*Photograph: Ruth Griffin
MICHAEL BLAKE enjoyed a hero’s welcome when he returned to Tuamgraney on Wednesday evening with the Aga Khan trophy, the most famous piece of silverware in showjumping.
Noted as one of the most glittering prizes in sport, the trophy was donated by Aga Khan III in 1926. Intensive security surrounds the movement of the silverware but Michael’s role ensured it headed to East Clare. The cup is entitled to travel for the purposes of a civic event and it was the first time it travelled outside of the capital.
In August, he as the Chef d’Équipe led Team Ireland to glory in The Nations Cup at the RDS with the trophy then presented to Michael and his colleagues by President Michael D. Higgins. It ended a seven year gap for the country to claim the Aga Khan and was Ireland’s twenty fourth time winning it.
Early qualification for the 2024 Olympics in Tokyo has also been secured and they are the first representatives of Team Ireland to have sealed their seats on the plane to Japan.
A civic ceremony saw Michael joined by fellow team members Cian O’Connor and Max Wachman, representatives of Horse Sport Ireland, Cathaoirleach of Clare County Council, Cllr Tony O’Brien (FF) and his colleagues in the Killaloe Municipal District, Cllr Pat Hayes (FF), Cllr Pat Burke (FG) and Cllr Joe Cooney (FG). Senator Timmy Dooley (FF) completed the line-up of dignitaries.
At the request of Michael, the event was held in The East Clare Memorial Park. The historic event was recorded by Scariff Bay Community Radio for broadcast.
Wednesday’s event concluded with Michael giving a rendition of ‘Danny’s Boy’ followed by streams of people among the crowd of hundreds queueing to get their picture with the Aga Khan. His commitment to bring the trophy back to Tuamagraney was mentioned by several officials on the nights.
Michael said that the success capped off “a fantastic year” which included winning the Nations Cup in four different continents. “In six and a half days our world changed, we got the Aga Khan and Olympic qualification, it was fantastic”. He recalled the 1963 Grand Prix success of his late father John and acknowledged “he wold be thrilled with this”.

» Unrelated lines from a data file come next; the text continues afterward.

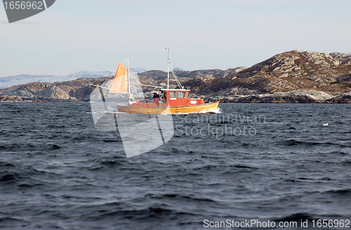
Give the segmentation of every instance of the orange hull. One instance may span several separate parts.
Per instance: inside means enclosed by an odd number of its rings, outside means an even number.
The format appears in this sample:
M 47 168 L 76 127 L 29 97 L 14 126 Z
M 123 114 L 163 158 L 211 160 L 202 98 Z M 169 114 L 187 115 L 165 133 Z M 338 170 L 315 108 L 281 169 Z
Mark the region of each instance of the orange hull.
M 127 105 L 117 105 L 119 112 L 127 114 L 180 114 L 180 113 L 199 113 L 202 111 L 216 109 L 219 102 L 207 103 L 198 105 L 172 106 L 168 107 L 138 107 Z

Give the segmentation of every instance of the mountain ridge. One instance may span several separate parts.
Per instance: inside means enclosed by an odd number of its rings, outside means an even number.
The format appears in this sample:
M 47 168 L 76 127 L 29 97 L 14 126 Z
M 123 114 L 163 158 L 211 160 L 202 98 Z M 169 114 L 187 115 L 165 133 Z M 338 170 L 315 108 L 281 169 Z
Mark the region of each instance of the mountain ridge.
M 273 103 L 350 103 L 351 54 L 291 50 L 252 67 L 175 72 L 190 97 L 206 102 Z M 138 74 L 142 83 L 166 86 L 167 73 Z M 0 90 L 0 100 L 88 101 L 93 88 L 105 77 L 55 83 L 35 83 Z M 171 88 L 176 86 L 172 81 Z M 147 97 L 157 88 L 147 86 Z

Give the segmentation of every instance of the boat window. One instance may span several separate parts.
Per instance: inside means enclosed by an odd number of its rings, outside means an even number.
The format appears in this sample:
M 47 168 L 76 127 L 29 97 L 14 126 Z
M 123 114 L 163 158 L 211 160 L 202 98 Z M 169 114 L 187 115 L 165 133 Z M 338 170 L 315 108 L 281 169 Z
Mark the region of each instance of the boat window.
M 185 92 L 178 92 L 178 98 L 185 98 Z
M 169 97 L 170 98 L 176 98 L 177 97 L 177 92 L 176 92 L 176 91 L 169 92 Z

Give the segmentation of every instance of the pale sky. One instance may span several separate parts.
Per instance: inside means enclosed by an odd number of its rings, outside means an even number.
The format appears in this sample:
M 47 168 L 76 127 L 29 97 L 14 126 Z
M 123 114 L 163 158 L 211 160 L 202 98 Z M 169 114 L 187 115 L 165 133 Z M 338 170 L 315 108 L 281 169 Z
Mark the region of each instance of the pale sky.
M 0 76 L 131 67 L 250 67 L 295 49 L 351 53 L 351 1 L 57 0 L 9 24 L 0 6 Z

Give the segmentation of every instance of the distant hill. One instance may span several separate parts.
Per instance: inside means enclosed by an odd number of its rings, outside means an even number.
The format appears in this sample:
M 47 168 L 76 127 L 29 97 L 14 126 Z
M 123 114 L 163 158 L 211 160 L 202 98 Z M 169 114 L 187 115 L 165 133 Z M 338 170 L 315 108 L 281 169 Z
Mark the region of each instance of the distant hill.
M 180 70 L 180 71 L 185 71 L 185 69 L 183 69 L 182 68 L 179 68 L 179 67 L 176 67 L 176 68 L 173 68 L 173 71 L 177 71 L 177 70 Z
M 191 90 L 191 97 L 203 98 L 206 102 L 351 103 L 349 53 L 292 50 L 279 53 L 249 68 L 177 70 L 175 73 L 182 85 Z M 81 75 L 78 73 L 74 77 L 77 76 Z M 144 85 L 166 86 L 165 72 L 150 70 L 138 76 Z M 88 101 L 94 88 L 90 88 L 89 83 L 100 85 L 105 79 L 88 77 L 16 86 L 0 89 L 0 101 Z M 170 83 L 170 88 L 175 88 L 175 81 Z M 143 90 L 151 97 L 158 88 L 145 86 Z
M 142 73 L 146 70 L 140 68 L 131 68 L 131 72 Z M 91 72 L 79 71 L 67 76 L 55 75 L 29 75 L 21 74 L 0 77 L 0 88 L 6 88 L 13 86 L 24 85 L 32 82 L 49 82 L 72 81 L 81 78 L 95 78 L 110 76 L 112 73 L 109 71 Z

He maintained, “Irish people are good to follow the plan, you’ve to target what you want to do and we’re good at targeting our aims and wanting to follow them through”. Michael revealed that he spent time in St Vincent’s Hospital in the lead up to the success while celebrations included heading to The Embassy Grill in Ballsbridge for fish and chips.
Tuamgraney’s own Mayor, Mary Coffey described the occasion as “absolutely fantastic”. She said, “Tuamgraney is a brilliant village with an awful lot of skill and talent”.
Mayor of Clare, Cllr O’Brien lauded the achievement, “We look at these things on TV and we admire from afar. This is a fantastic occasion. Welcome to Tuamgraney and East Clare on the banks of beautiful River Shannon and Holy Island nestling in the background”. He added, “His achievements and successes didn’t happen by accident. Michael has a passion and a to horses and equine industry which is known the length and breadth of the country”. The commitment of the Blake family through different generations to the local horse show in Scariff, life in Tuamgraney and across Clare was also referenced by the Killaloe man.
Director of High Performance with Sport Ireland, Paul McDermott said the win was “unbelievable”. “It is a great iconic sporting trophy. He is doing a brilliant job. I am thrilled for everybody involved. Sport is a tough business and we’re a gifted nation”.
CEO of Horse Sport Ireland, Joe Reynolds revealed that the most “significant” thing he has completed in his role was recruiting Michael Blake.